All of you that keep saying it has to come down...not a one of you has said just exactly why you say this. You just keep saying it has to come back down, that it has risen too high blah blah blah blah. Just the sounds of chickens clucking about something they dont understand. Give me some reasons for your doom and gloom. And I mean real reasons. Now, for my reasons that you folks are smoking crack. Silver prices have repeatedly been manipulated down by the government and other entities. Dont even bring up the Hunt brothers BS from the 80's. One time blip. Demonitizing silver trades back when. Removing silver from the currency. Keep the prices low because we cant have an easily public accessible commodity that could keep people from having to completely rely on the govt for hard trade currency. The govt did it with gold in 33 by going so far as banning the public from owning it. Short of that, the economy had driven this past their ability to manipulate short of an outright ban like that. Add to that this one simple fact. There is more gold above ground than there is silver. If you figure that alone, silver should be around 100 an ounce anyway. Technically speaking, silver is rarer than gold.
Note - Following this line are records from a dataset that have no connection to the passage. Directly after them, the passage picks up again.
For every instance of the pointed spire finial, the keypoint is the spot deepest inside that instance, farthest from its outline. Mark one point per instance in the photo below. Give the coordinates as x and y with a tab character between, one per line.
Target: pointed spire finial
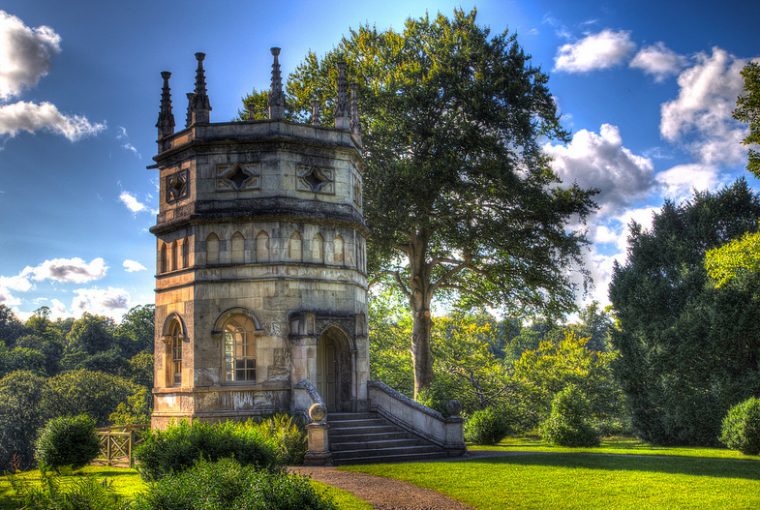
201	106
342	120
356	128
315	111
276	100
165	123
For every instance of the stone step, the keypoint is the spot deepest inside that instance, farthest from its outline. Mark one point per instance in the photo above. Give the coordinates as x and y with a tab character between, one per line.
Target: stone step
379	459
345	424
348	436
371	429
374	445
342	455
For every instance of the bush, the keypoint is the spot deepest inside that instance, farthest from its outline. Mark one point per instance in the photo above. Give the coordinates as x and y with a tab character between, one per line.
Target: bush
741	427
487	426
85	493
284	429
179	446
226	485
67	441
568	424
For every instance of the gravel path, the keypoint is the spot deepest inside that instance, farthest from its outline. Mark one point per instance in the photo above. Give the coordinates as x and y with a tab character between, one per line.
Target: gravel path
381	493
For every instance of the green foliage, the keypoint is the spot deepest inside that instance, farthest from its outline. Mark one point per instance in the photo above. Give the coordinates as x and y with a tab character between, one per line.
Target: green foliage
487	426
741	427
135	411
96	394
179	446
84	493
225	485
748	111
688	350
20	416
568	423
67	441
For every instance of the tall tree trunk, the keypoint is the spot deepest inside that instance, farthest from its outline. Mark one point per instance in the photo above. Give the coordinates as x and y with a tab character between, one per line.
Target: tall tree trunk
419	300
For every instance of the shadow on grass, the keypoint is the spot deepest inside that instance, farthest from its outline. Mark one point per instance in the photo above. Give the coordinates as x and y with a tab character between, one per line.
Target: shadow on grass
695	466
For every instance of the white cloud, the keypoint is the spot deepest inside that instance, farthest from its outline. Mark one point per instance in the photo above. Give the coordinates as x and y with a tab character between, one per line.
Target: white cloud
132	266
132	203
602	50
659	61
111	302
681	180
700	117
74	270
601	161
33	117
25	54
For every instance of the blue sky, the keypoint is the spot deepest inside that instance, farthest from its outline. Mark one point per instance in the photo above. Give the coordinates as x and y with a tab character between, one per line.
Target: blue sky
646	88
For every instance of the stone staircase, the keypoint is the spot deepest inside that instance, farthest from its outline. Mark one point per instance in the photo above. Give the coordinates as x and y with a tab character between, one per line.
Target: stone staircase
363	438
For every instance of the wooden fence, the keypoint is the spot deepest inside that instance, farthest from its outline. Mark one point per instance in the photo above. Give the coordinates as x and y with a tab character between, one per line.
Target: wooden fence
117	445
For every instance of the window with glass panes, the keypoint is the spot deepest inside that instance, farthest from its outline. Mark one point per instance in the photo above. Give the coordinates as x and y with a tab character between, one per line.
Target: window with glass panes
239	350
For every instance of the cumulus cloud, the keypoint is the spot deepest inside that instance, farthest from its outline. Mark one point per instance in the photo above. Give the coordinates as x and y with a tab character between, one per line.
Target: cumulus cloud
700	117
659	61
25	54
602	50
132	203
680	181
601	161
74	270
111	302
33	117
132	266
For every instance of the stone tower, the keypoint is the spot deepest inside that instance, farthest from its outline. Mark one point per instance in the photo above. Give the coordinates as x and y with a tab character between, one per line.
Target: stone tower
261	287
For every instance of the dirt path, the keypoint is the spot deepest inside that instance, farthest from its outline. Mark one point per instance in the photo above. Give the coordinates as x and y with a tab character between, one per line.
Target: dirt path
382	493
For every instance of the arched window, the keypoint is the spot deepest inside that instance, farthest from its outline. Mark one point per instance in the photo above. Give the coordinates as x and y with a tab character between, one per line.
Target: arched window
238	248
174	256
175	354
262	247
338	249
239	350
185	253
318	248
163	262
294	246
212	249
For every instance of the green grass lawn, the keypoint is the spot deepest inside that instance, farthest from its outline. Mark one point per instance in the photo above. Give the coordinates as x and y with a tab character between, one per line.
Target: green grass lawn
621	474
127	483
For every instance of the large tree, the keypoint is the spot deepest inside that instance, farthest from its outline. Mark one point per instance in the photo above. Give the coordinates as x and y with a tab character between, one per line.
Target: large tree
459	196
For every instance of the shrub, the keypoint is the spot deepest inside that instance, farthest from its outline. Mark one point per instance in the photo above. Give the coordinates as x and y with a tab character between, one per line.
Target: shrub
226	485
291	437
179	446
487	426
568	424
67	441
85	493
741	427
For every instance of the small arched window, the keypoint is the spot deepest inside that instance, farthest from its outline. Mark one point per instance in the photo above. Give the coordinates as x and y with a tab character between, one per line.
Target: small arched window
294	247
338	249
318	248
175	354
262	247
163	264
212	249
239	350
238	248
174	256
185	253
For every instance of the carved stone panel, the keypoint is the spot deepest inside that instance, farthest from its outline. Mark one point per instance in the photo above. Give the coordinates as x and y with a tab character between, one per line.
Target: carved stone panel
237	177
315	179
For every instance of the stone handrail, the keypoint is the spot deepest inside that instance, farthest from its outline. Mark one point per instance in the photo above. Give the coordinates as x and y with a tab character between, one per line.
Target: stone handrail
416	418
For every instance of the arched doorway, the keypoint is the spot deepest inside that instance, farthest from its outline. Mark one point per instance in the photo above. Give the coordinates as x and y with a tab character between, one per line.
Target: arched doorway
334	370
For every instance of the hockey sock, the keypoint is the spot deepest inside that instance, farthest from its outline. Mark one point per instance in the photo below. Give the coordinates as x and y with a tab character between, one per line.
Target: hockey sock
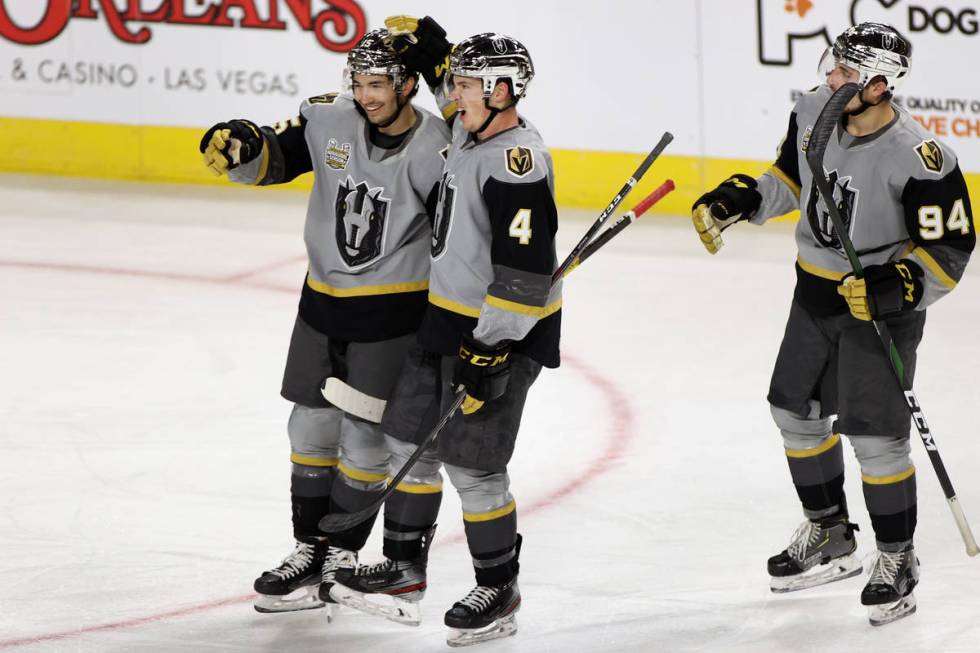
818	475
410	511
355	490
310	493
891	502
494	544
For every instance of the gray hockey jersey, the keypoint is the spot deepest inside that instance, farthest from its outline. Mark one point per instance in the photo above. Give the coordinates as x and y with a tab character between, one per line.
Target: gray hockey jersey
368	226
900	193
493	247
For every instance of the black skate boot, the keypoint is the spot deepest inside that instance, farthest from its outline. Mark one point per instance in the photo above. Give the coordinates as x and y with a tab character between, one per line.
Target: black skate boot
390	589
820	552
888	593
293	584
487	612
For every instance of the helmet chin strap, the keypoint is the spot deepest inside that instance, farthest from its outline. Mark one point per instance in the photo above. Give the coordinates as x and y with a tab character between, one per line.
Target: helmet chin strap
865	105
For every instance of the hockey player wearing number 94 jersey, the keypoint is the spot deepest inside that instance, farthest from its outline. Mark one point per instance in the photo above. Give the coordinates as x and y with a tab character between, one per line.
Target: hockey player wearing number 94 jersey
492	322
905	204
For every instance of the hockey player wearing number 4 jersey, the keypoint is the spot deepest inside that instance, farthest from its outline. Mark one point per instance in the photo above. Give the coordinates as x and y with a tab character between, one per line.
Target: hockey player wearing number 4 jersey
492	322
905	204
377	163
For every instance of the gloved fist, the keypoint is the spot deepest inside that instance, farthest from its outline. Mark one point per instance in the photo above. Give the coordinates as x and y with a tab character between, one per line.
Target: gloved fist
736	198
229	144
884	289
483	371
422	45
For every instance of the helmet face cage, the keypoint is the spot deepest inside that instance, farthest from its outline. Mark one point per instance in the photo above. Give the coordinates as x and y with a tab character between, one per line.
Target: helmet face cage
373	56
872	50
492	58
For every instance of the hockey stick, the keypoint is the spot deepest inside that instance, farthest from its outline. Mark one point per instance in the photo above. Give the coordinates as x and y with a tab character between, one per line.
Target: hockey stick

I dont buy into the bubble theory. Again, this is running under the presumption that silver is not a valuable commodity. And saying 15 an ounce makes it not valuable relatively speaking. As I said, 100 an ounce is not unreasonable when you understand the actual comparative rarity of silver.
Fit's hitting the shan or "Look at these ETF Charts SLV ZSL Before Calling a Top in Silver" I posted this in the "Call the Top" thread. People, aka lemmings, are going nuts in ETF land. When the lemmings get scared, they will pull their money out of ETFs. When that happens, a mass sell off o ETFs will drive the price of the ETF down. When the price of the ETF disconnects from the price of its holdings, I don't know what's going to happen. Either way, the Silver market is a dangerous, wild west kinda place to be right now.
Actually people tend to put their money INTO hard commodities like silver platinum and gold when there are market issues. Having metals in hand is a lot more secure than an IRA.
The silver market is no more dangerous than the stock market. If you want to invest your money, which do you feel is the safest bet? I lost a big chunk of my 401K and mutual funds during the crash of 2008. I can't just put my paper money under the mattress and hope it grows. I have to put it somewhere. And until our government turns this debt Titanic around, I'd like to have something REAL in my pocket. Not this toilet paper the Fed keeps printing.
Maybe I'm a bit clueless with the acronyms. I thought ETF meant exchange trade fund ie commodities fund. Am I wrong there?
you are correct. They way I understand them, they have to hold the commodity. Either way, it's paper, too.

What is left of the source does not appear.